Pairing Flashcards with Problem Practice
Flashcards alone aren't enough. Chemistry requires both memorization and problem-solving fluency. Spend 30-45 minutes weekly on problem sets for each topic. This forces you to apply concepts, not just recall definitions.
Teach concepts aloud or write them down. If you can explain why a reaction proceeds or how Le Chatelier's principle works, you understand it deeply.
- 1
Generate flashcards using FluentFlash AI or create them manually from your notes
- 2
Study 15-20 new cards per day, plus scheduled reviews
- 3
Use multiple study modes (flip, multiple choice, written) to strengthen recall
- 4
Track your progress and identify weak topics for focused review
- 5
Review consistently, daily practice beats marathon sessions
Why Flashcards Work Better Than Other Study Methods for chemistry
Flashcards aren't just for vocabulary. They're one of the most research-backed study tools for any subject, including chemistry. The reason lies in how memory works.
The Testing Effect
When you read a textbook passage, your brain stores that information in short-term memory. Without retrieval practice, it fades within hours. Flashcards force retrieval, which transfers information from short-term to long-term memory.
The testing effect, documented in hundreds of peer-reviewed studies, shows that flashcard students consistently outperform re-readers by 30-60% on delayed tests. Every time you successfully recall a chemistry concept, you're strengthening the neural pathway that stores it.

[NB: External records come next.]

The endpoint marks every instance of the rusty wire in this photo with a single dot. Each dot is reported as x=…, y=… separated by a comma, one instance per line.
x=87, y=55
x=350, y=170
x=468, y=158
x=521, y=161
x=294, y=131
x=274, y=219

FSRS Scheduling Amplifies Retention
FluentFlash uses the FSRS algorithm, a modern spaced repetition system that schedules reviews at mathematically optimal intervals based on your performance. Cards you find easy get pushed further into the future. Cards you struggle with come back sooner.
Students using FSRS-based systems typically retain 85-95% of material after 30 days. Compare that to roughly 20% retention from passive review alone.